Dans les années trente, les amateurs anglais de théâtre tombent en admiration devant la composition moderne qu’Alec Guinness fait de Hamlet à l’Old Vic de Londres. Né à Londres, ses études terminées, Alec Guinness devient rédacteur dans une agence de publicité. Lorsqu’il est licencié pour cause de distraction, il décide de prendre des cours d’art dramatique avec Marita Hunt, qui le renvoie rapidement en lui disant qu’il ne fera jamais rien de bon dans ce métier. « Vous perdez votre temps, lui déclare-t-elle, vous ne serez jamais acteur! ». Mais le jeune Alec persévère et obtient une bourse pour suivre les cours à l’école d’art dramatique de Fay Compton. Il monte très vite sur scène et se joint, dès 1934, à une illustre troupe de l’Old Vic qui comprend John Gielgud et Laurence Olivier.
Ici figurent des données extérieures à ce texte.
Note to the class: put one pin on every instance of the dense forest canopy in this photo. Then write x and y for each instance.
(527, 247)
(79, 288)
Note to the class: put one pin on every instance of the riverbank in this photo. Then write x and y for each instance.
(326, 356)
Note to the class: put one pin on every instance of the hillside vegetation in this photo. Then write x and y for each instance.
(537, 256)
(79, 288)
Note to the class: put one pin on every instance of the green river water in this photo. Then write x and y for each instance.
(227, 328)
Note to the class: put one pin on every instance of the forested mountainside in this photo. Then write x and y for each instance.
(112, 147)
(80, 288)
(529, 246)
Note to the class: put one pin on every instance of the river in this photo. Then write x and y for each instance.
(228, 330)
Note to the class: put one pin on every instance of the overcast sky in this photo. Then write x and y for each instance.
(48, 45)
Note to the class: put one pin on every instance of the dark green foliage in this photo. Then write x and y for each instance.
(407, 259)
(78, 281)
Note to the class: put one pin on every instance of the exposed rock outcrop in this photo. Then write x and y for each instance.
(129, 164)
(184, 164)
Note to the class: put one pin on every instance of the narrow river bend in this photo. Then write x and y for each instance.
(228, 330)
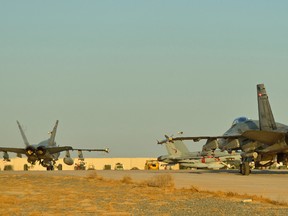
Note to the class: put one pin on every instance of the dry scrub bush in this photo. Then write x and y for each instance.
(94, 176)
(161, 181)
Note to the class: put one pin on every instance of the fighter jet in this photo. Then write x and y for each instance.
(46, 152)
(263, 142)
(178, 153)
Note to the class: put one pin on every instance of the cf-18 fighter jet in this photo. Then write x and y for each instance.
(262, 141)
(46, 152)
(178, 153)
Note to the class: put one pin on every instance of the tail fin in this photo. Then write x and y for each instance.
(266, 118)
(177, 148)
(23, 135)
(53, 134)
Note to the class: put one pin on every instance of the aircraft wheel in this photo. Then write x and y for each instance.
(245, 168)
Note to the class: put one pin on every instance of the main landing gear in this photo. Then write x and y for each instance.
(245, 166)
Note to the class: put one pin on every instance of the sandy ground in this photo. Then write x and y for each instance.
(94, 193)
(271, 184)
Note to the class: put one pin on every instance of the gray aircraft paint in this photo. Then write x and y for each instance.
(262, 141)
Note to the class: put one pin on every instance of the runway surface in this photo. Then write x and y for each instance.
(265, 183)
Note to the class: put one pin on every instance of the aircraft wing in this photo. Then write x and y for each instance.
(267, 137)
(89, 150)
(53, 150)
(14, 150)
(196, 138)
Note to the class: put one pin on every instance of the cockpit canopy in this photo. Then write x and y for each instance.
(239, 120)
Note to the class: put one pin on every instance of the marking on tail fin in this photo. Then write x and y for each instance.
(266, 118)
(23, 135)
(53, 134)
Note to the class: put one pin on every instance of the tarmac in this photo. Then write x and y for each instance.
(270, 184)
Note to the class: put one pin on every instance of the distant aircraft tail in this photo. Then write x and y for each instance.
(53, 135)
(266, 118)
(176, 148)
(23, 135)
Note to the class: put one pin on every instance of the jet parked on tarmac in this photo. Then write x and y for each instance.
(178, 153)
(46, 152)
(263, 142)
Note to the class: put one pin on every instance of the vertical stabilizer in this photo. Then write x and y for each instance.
(53, 134)
(266, 119)
(23, 135)
(177, 148)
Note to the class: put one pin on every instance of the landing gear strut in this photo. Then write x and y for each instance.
(244, 167)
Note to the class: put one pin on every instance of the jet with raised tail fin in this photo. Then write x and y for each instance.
(45, 152)
(262, 142)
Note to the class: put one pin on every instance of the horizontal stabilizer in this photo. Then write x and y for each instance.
(89, 150)
(267, 137)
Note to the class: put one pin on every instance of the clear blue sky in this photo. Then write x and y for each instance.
(121, 74)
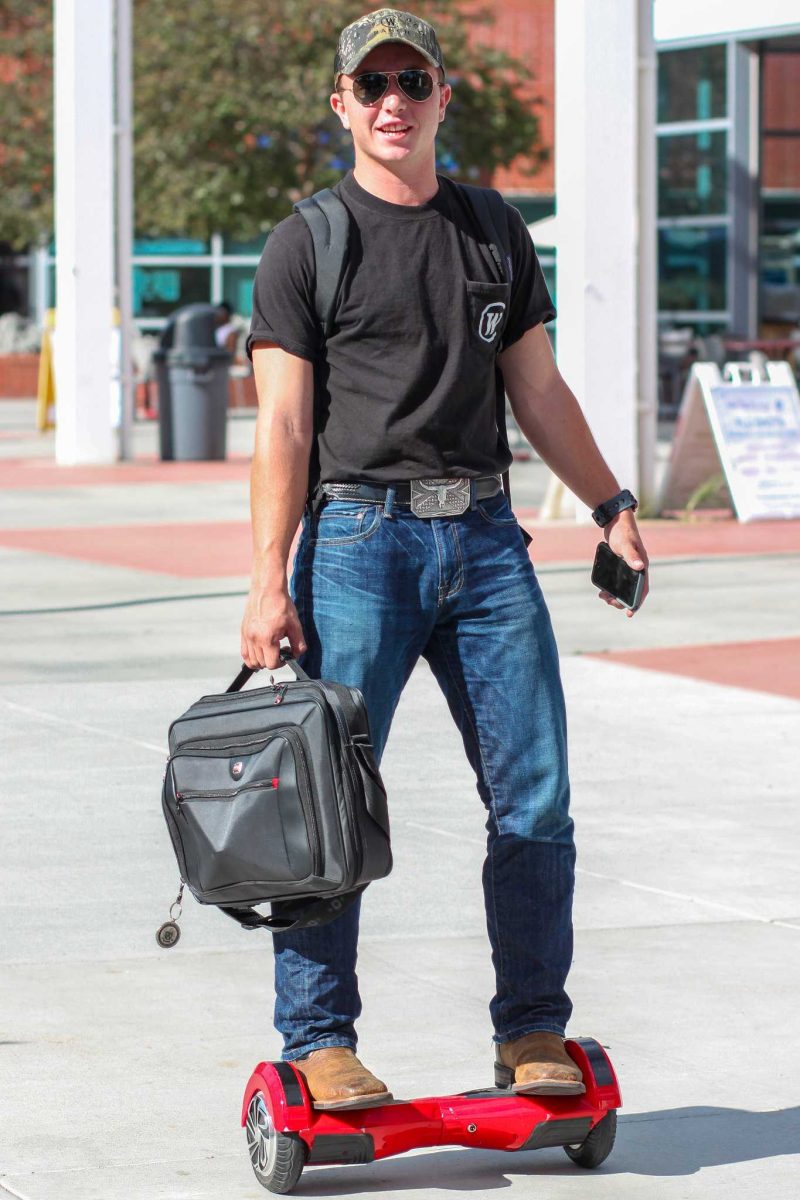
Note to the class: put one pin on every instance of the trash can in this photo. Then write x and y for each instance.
(193, 418)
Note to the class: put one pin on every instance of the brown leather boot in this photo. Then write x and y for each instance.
(337, 1080)
(537, 1065)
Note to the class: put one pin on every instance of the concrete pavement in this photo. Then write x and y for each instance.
(122, 1066)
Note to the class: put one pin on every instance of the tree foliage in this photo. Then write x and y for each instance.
(26, 126)
(232, 115)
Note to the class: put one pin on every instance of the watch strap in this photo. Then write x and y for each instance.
(608, 509)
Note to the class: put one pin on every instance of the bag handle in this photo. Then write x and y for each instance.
(290, 915)
(287, 659)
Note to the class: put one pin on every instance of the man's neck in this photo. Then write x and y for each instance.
(413, 187)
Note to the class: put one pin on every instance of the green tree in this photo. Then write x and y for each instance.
(232, 120)
(26, 127)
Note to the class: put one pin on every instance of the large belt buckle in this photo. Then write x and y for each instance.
(439, 497)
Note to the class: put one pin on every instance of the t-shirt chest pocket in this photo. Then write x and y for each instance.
(487, 311)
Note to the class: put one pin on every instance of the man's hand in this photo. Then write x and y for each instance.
(623, 538)
(269, 616)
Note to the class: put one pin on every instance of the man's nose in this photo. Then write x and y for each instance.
(394, 97)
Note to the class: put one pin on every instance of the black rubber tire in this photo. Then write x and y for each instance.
(597, 1146)
(288, 1159)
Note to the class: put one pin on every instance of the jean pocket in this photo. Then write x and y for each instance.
(497, 510)
(488, 310)
(343, 521)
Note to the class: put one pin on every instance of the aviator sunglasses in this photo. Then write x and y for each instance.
(370, 87)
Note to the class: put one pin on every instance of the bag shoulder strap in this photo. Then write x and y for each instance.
(492, 215)
(290, 915)
(329, 221)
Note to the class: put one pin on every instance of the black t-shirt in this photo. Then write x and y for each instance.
(404, 385)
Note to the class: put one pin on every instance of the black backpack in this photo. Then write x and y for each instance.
(329, 222)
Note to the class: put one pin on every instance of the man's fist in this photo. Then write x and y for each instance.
(269, 616)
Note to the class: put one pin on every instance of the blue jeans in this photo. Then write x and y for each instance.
(376, 587)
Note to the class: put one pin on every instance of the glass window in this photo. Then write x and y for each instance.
(692, 84)
(169, 246)
(238, 288)
(692, 269)
(251, 246)
(692, 174)
(157, 291)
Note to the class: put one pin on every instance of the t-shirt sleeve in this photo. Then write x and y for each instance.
(283, 292)
(530, 300)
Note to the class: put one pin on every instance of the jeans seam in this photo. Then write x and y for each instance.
(536, 1027)
(459, 574)
(440, 588)
(320, 1044)
(493, 810)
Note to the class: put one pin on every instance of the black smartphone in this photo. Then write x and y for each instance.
(613, 575)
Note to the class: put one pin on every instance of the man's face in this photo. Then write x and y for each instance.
(396, 129)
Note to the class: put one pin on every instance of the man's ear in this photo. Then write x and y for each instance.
(337, 105)
(444, 100)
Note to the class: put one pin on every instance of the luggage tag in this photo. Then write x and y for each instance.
(168, 934)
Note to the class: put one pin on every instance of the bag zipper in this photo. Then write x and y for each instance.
(305, 789)
(229, 793)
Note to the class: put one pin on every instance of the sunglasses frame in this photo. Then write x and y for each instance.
(389, 76)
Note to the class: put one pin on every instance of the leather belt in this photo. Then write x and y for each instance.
(426, 497)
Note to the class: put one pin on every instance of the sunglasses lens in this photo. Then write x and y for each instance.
(416, 84)
(370, 87)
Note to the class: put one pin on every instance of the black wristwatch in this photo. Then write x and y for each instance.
(608, 510)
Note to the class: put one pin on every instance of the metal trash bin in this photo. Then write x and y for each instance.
(192, 375)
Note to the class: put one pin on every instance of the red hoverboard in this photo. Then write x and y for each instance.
(284, 1132)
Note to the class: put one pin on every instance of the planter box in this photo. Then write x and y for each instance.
(18, 376)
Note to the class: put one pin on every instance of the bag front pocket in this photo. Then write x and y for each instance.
(245, 810)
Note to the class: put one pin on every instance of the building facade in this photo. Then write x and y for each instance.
(728, 162)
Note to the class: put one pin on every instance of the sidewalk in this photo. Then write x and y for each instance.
(122, 1066)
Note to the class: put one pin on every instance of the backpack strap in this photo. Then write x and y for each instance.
(492, 215)
(330, 229)
(290, 915)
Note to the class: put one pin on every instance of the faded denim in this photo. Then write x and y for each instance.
(377, 587)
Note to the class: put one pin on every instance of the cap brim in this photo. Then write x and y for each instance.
(356, 59)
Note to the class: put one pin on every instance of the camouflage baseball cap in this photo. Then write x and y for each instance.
(385, 25)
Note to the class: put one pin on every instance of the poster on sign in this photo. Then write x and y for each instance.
(749, 426)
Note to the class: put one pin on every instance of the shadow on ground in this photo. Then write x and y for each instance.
(671, 1143)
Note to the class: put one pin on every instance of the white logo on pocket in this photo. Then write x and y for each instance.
(491, 318)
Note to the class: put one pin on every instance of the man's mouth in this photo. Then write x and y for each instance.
(395, 130)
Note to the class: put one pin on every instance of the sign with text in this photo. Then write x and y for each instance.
(750, 427)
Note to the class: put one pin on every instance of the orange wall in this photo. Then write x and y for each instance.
(525, 29)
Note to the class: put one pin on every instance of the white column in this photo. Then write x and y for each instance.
(84, 193)
(596, 185)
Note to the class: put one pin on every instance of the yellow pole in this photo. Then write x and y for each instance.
(46, 389)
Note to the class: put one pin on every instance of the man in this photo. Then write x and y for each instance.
(226, 334)
(385, 424)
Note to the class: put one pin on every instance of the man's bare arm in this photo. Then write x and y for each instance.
(551, 418)
(278, 486)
C’est d’ailleurs Laurence Olivier qui le sollicite pour jouer à l’Old Vic de Londres. Dès lors, Alec Guinness se familiarise avec tous les grands rôles du répertoire. Il ne débute réellement à l’écran qu’après la guerre -pendant laquelle il sert dans la Royal Navy, en tant qu’officier de marine. Il avait jusque là simplement fait de la figuration en 1934 dans une comédie musicale intitulée Evensong.
A la fin de la Seconde Guerre mondiale, David Lean l’engage pour un petit rôle dans Les grandes espérances (1946). C’est le début d’une prestigieuse carrière… malgré un producteur qui le décourage à nouveau : « Vous n’avez pas du tout le type-cinéma ! » Il retourne au théâtre mais David Lean, désirant travailler avec lui, propose à Guinness le personnage de Fagin dans Oliver Twist (1948). Le comédien fut taxé d’antisémitisme à cause du maquillage, notamment un nez proéminent jugé caricatural. Immédiatement après, il va connaître la gloire avec Noblesse oblige. Le film obtint un grand succès international. Alec Guinness est devenu le grand acteur de composition du cinéma britannique. Et il n’aura de cesse de prouver son talent en colonel Nicholson dans Le pont de la rivière Kwai (1957), en prince Faycal dans Lawrence d’Arabie (1962), en général Yevgraf Jivago dans Le docteur Jivago (1965) ou en fuhrer dans Les dix derniers jours d’Hitler (1973). Une plus jeune génération de spectateurs connaît le comédien pour son rôle du maître jedi âgé Obi-Wan Kenobi dans la saga Star Wars…
Noblesse oblige, le mardi 17 mars à 19h30 à La Grange, avenue Foch à Riedisheim. La soirée est présentée et animée par Pierre-Louis Cereja.